A Indonésia também manteve estabilidade nos volumes importados, enquanto Egito, Malásia e Coreia do Sul permaneceram como compradores tradicionais.

O Vietnã apresentou redução em relação a períodos anteriores, mas ainda manteve volumes considerados elevados pelo setor.

Diversificação logística fortalece exportações de algodão

Além do crescimento da demanda internacional, o setor destaca a evolução da infraestrutura logística para o escoamento da fibra brasileira.

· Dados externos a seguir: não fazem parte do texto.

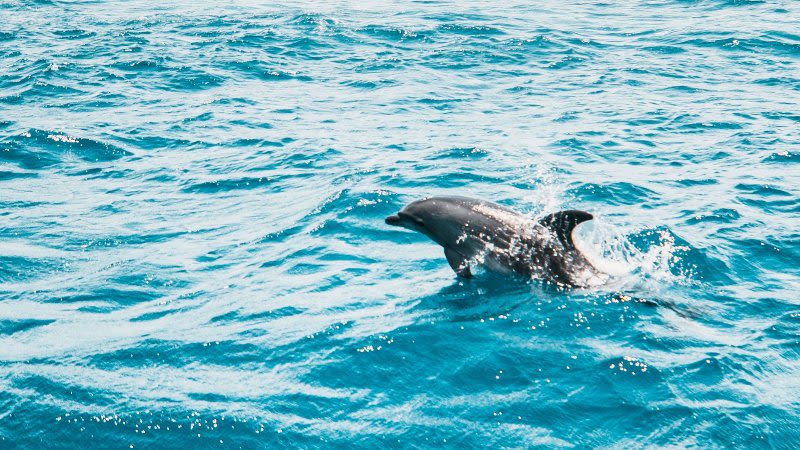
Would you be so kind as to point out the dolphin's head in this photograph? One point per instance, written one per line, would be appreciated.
(433, 217)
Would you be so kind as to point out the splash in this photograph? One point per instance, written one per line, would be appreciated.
(634, 257)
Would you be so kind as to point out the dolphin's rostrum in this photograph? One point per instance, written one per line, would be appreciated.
(477, 232)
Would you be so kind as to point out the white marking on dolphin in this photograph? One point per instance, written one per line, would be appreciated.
(503, 241)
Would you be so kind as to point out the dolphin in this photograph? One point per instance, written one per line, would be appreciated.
(474, 232)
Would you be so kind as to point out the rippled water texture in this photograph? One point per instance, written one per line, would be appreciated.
(193, 250)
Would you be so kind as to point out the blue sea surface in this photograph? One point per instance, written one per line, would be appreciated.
(193, 252)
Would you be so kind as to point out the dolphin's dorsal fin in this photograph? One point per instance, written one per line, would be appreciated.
(459, 264)
(563, 222)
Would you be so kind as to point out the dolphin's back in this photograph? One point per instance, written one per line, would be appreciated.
(473, 230)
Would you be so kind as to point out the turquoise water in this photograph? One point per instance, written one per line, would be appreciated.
(193, 251)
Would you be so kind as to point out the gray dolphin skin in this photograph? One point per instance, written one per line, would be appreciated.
(478, 232)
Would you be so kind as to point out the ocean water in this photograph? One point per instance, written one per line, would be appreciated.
(193, 253)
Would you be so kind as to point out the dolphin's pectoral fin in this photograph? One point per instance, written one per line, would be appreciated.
(459, 264)
(563, 222)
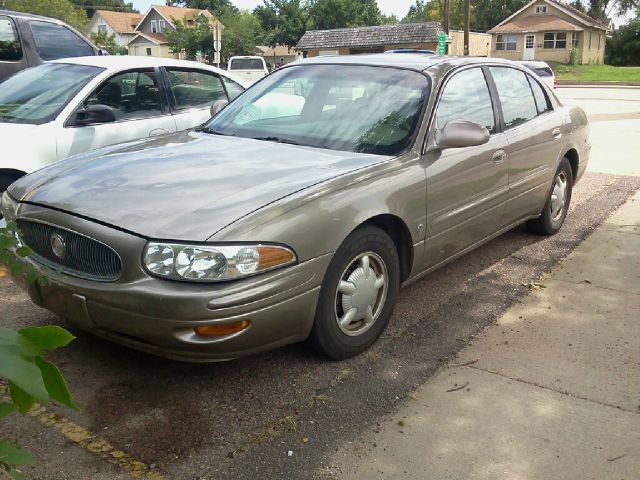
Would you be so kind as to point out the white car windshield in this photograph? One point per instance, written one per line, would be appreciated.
(339, 107)
(37, 95)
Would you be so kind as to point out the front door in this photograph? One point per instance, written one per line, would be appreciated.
(529, 47)
(466, 187)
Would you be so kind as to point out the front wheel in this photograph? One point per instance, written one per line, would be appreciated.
(358, 294)
(557, 205)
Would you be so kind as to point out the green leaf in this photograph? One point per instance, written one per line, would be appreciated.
(7, 409)
(49, 337)
(22, 400)
(14, 455)
(23, 373)
(10, 337)
(56, 386)
(23, 251)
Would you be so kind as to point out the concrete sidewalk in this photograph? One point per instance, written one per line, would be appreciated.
(550, 392)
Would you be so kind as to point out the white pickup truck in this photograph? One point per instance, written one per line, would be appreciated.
(250, 69)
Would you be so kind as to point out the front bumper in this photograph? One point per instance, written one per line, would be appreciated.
(158, 316)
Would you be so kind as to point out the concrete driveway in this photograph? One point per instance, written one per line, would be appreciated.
(283, 414)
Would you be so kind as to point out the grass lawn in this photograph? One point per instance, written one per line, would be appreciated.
(596, 73)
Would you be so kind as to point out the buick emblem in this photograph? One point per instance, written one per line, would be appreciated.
(58, 246)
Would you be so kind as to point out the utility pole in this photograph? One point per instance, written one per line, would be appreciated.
(467, 15)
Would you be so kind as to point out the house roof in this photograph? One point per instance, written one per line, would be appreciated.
(580, 17)
(157, 38)
(120, 22)
(371, 36)
(536, 23)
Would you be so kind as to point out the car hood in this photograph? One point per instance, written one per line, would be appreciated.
(183, 186)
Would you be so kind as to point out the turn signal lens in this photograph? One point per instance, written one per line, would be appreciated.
(222, 329)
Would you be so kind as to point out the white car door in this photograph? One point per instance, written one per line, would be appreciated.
(193, 91)
(136, 98)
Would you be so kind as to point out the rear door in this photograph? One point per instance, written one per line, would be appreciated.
(533, 130)
(12, 57)
(466, 187)
(191, 93)
(137, 99)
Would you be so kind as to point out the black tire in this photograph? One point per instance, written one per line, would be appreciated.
(327, 336)
(550, 221)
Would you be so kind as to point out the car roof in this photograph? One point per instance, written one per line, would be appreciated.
(412, 61)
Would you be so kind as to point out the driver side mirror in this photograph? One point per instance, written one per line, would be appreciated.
(95, 114)
(461, 133)
(218, 106)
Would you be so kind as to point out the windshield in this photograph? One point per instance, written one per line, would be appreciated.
(246, 64)
(338, 107)
(37, 95)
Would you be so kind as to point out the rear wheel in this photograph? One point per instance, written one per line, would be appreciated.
(557, 205)
(357, 295)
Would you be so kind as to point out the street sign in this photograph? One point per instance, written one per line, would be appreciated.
(442, 42)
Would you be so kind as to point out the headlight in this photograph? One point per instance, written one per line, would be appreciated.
(210, 263)
(8, 207)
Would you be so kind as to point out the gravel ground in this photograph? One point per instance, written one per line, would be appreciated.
(281, 414)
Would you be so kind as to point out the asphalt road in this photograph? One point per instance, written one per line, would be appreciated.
(282, 414)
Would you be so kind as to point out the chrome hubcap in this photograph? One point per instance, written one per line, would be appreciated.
(361, 294)
(558, 196)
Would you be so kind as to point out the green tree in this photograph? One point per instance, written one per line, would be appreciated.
(107, 42)
(191, 39)
(60, 9)
(623, 48)
(283, 22)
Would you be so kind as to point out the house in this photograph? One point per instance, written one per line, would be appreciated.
(381, 38)
(551, 31)
(280, 54)
(119, 24)
(150, 33)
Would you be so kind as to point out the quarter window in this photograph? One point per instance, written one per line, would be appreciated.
(506, 42)
(10, 49)
(195, 89)
(466, 97)
(55, 41)
(516, 98)
(555, 40)
(131, 95)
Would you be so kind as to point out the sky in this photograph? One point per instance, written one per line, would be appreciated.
(388, 7)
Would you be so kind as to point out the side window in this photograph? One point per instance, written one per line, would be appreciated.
(542, 102)
(466, 97)
(518, 104)
(10, 49)
(56, 41)
(194, 88)
(233, 89)
(131, 95)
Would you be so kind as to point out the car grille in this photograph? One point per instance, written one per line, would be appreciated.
(81, 256)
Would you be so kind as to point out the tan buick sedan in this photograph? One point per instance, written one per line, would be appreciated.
(299, 210)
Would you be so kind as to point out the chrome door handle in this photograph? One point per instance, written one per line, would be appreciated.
(158, 131)
(499, 156)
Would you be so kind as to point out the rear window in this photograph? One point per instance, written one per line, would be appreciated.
(10, 49)
(246, 64)
(56, 41)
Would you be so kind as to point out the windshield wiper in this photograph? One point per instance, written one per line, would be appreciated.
(278, 140)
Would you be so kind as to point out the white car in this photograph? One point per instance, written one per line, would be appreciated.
(248, 68)
(69, 106)
(543, 70)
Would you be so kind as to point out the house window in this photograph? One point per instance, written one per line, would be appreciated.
(555, 40)
(505, 42)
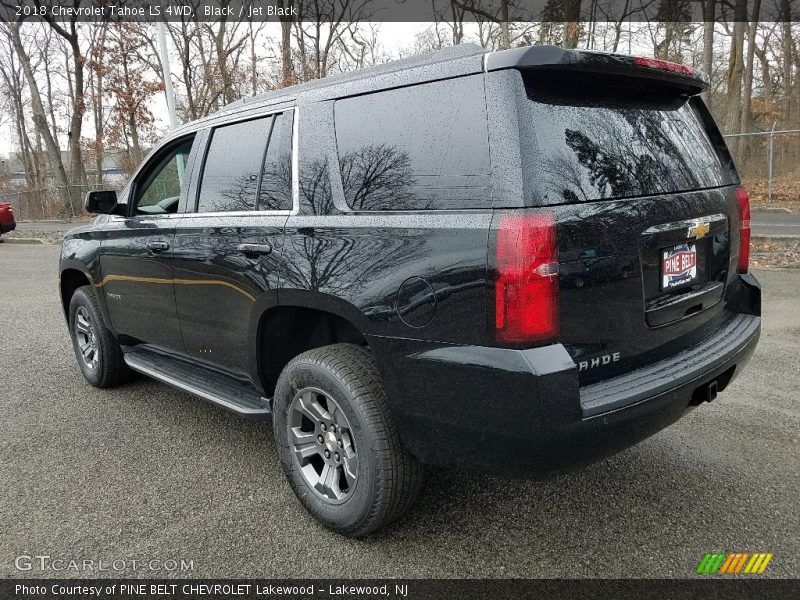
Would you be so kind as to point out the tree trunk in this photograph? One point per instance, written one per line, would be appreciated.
(505, 33)
(40, 120)
(744, 124)
(709, 12)
(286, 51)
(572, 16)
(787, 42)
(735, 71)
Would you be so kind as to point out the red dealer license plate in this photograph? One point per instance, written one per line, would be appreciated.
(678, 265)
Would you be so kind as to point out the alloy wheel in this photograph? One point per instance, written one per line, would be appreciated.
(86, 338)
(322, 444)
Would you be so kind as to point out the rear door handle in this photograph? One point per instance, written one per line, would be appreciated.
(255, 248)
(158, 245)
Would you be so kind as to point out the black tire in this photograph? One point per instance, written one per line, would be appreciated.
(388, 480)
(108, 367)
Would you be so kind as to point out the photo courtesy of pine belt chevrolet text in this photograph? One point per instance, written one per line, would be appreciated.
(514, 262)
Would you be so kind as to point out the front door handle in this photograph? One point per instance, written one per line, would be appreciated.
(255, 248)
(157, 245)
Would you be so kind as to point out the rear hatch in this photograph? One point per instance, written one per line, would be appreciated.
(644, 197)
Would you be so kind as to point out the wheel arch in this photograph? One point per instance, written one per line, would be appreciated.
(73, 276)
(286, 330)
(70, 280)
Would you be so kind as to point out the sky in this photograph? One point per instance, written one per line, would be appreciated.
(394, 37)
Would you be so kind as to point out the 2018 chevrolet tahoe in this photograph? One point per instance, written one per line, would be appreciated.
(517, 261)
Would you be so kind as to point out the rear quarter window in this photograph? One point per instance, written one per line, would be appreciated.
(423, 147)
(595, 141)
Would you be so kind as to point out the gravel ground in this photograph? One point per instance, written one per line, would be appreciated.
(145, 471)
(775, 254)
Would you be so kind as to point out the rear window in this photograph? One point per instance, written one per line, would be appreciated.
(595, 141)
(422, 147)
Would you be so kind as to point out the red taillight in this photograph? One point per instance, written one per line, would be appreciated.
(664, 65)
(526, 290)
(743, 201)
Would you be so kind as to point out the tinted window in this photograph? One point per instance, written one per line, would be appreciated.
(159, 192)
(597, 141)
(276, 180)
(422, 147)
(233, 165)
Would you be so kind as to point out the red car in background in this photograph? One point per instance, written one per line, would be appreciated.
(7, 222)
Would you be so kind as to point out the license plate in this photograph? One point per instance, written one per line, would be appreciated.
(678, 265)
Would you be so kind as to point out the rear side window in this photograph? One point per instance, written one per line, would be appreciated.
(275, 192)
(602, 141)
(232, 166)
(248, 166)
(416, 148)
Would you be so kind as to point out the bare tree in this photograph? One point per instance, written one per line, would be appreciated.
(69, 32)
(744, 124)
(39, 116)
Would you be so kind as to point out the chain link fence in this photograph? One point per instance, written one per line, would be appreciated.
(50, 203)
(766, 159)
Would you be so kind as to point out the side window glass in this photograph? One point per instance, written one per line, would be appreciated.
(160, 190)
(232, 166)
(416, 148)
(276, 180)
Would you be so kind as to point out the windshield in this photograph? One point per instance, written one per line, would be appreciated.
(595, 141)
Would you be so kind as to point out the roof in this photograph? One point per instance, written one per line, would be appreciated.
(454, 61)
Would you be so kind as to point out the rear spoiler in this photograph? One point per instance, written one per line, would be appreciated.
(553, 58)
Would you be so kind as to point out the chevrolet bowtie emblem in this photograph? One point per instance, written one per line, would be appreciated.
(698, 230)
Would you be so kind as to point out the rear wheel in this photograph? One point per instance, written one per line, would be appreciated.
(337, 443)
(99, 354)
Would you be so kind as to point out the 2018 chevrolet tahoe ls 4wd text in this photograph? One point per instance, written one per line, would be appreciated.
(519, 261)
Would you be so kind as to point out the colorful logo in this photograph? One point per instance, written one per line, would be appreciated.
(733, 563)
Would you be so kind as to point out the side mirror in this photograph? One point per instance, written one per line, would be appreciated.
(100, 202)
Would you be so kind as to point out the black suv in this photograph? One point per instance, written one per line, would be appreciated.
(519, 261)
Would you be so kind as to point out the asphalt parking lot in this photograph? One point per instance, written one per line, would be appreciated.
(145, 471)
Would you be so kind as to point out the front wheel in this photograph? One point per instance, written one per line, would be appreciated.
(99, 354)
(337, 443)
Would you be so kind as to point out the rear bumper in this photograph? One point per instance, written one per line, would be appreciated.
(523, 412)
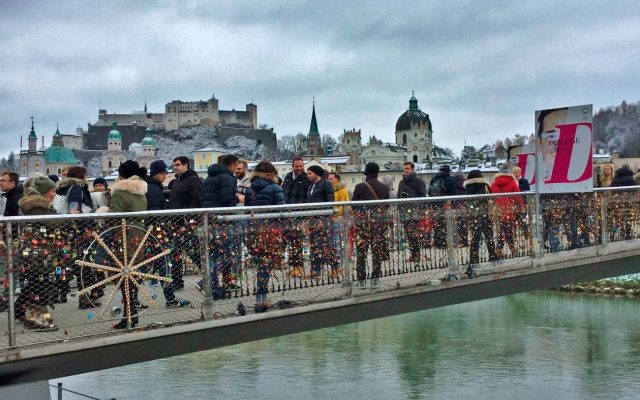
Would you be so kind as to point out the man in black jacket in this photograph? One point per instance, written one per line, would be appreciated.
(155, 187)
(371, 226)
(295, 185)
(186, 191)
(320, 191)
(409, 187)
(442, 184)
(219, 190)
(12, 193)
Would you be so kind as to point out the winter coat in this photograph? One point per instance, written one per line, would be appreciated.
(155, 195)
(13, 196)
(506, 183)
(365, 215)
(186, 191)
(263, 191)
(623, 177)
(295, 189)
(448, 183)
(362, 191)
(241, 188)
(76, 191)
(219, 189)
(128, 195)
(477, 186)
(340, 193)
(320, 192)
(411, 186)
(523, 184)
(35, 204)
(460, 189)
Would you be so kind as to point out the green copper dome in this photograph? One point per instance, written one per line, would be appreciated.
(114, 134)
(148, 138)
(60, 155)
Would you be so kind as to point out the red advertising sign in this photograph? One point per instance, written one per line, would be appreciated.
(564, 147)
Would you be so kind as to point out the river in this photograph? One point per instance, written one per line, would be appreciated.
(542, 345)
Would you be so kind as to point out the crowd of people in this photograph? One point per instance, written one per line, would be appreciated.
(228, 184)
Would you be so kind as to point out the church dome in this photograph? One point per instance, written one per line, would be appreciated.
(114, 134)
(60, 155)
(148, 138)
(412, 116)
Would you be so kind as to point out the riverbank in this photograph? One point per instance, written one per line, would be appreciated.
(628, 286)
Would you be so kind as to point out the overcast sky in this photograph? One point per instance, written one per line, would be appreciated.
(479, 68)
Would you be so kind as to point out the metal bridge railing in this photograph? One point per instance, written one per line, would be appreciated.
(71, 277)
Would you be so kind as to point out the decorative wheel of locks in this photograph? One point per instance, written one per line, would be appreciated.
(124, 255)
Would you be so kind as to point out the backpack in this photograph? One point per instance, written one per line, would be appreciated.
(436, 187)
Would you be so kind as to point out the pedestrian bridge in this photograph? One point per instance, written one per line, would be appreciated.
(70, 279)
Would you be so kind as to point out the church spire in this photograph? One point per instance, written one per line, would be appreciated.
(313, 129)
(33, 138)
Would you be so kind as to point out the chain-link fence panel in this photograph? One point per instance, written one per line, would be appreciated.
(623, 218)
(67, 277)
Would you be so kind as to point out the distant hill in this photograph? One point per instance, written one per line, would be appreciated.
(617, 128)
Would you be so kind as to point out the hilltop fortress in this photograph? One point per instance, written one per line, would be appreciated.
(180, 114)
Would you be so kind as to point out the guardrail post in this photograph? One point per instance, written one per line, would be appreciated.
(12, 289)
(537, 230)
(207, 305)
(346, 262)
(450, 217)
(604, 201)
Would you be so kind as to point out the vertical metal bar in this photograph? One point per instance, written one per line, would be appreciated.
(207, 306)
(531, 211)
(450, 217)
(604, 202)
(346, 263)
(10, 269)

O Porto de Santos continua como principal rota de exportação do algodão nacional, mas outros terminais vêm ampliando participação, especialmente o Porto de Salvador, que ganhou relevância nos últimos anos.

Também tiveram participação no embarque da fibra os portos de:

  • São Francisco do Sul;
  • Paranaguá;
  • Itaguaí;
  • Itajaí;
  • Rio de Janeiro.

Segundo a Anea, a diversificação das rotas contribui para maior eficiência logística e reduz a dependência de um único corredor de exportação.

Algodão brasileiro ganha competitividade no comércio internacional

O recorde de exportações em junho reforça a evolução da cadeia produtiva do algodão no Brasil, marcada pelo aumento da produtividade, qualidade da fibra e ampliação dos mercados compradores.

Com maior presença na Ásia e no Oriente Médio, o país consolida sua posição entre os principais exportadores mundiais e demonstra capacidade de atender à demanda internacional com regularidade e escala.

O cenário positivo para os embarques também fortalece produtores, tradings, cooperativas e toda a cadeia ligada à cotonicultura brasileira.